According to Nvidia, it has been designed with parallel programming in mind, so developers can get more of their stuff ported to GPUs. There’s GPUDirect 2.0 in the new release, which supports p2p communication between GPUs in a single workstation, which’ll give speed a kick up the jacksie.
Then there’s Unified Virtual Addressing which Nvidia tells us provides a single merged-memory space, that’s for the main system memory and GPU memories. UVA, Nvidia hopes, will make parallel programming easier for developers. Cuda 4.0 sports Thrust C++ template performance primitives libraries. In non Nvidia terms, this is a collection of open source C++ parallel algorithms, making it a tad easier for C++ developers. Thrust, says Nvidia, makes parallel sorting up to 100 times faster than with Standard Template Library and Threading Building Blocks.

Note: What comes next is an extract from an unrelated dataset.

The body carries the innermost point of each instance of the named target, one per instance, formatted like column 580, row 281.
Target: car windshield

C++ support will also include new/delete and virtual stuff.
Aside from the Thrusting in a parallel manner, Nvidia is excited about MPI integration with CUDA – which will automatically bung data across from the GPU’s memory over Infiniband if an application needs to send or receive MPI. Then there’s multi thread sharing of GPUs, so multiple CPUs can share contexts on one GPU.
Cuda 4.0 will also pack a new GPU binary disassembler and improve on its support for MacOS, we’re promised.
Nvidia thinks the release is the most important thing in the world, so be sure to enroll as a CUDA registered developer. The toolkit is free to pilfer on the 4th of March if you do.